NEW YORK, (Oct. 23, 2015) — On the heels of historic success against polio in Nigeria and across the continent of Africa, the global effort to end polio is receiving an additional US$40.4 million boost from Rotary to support immunization activities and surveillance spearheaded by the .

Polio is on track to become the second human disease ever to be eliminated from the world (smallpox is the first). To date, Rotary has helped 194 countries stop the transmission of polio through the mass immunization of children.

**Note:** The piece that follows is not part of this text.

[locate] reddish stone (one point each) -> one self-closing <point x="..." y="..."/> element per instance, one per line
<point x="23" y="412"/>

Rotary's new funding commitment, announced in advance of the Oct. 24 observance of World Polio Day 2015, targets countries where children remain at risk of contracting this incurable, but vaccine-preventable, disease.

 

 

"We are in the final push to end polio, but as long as the disease exists anywhere in the world, all children are at risk," said Rotary's International PolioPlus Committee Chair Michael McGovern. "With just two endemic countries remaining – Pakistan and Afghanistan –we must continue to raise awareness and funds needed to end this paralyzing disease. Our grants show Rotary's commitment to staying the course until we wipe out polio forever."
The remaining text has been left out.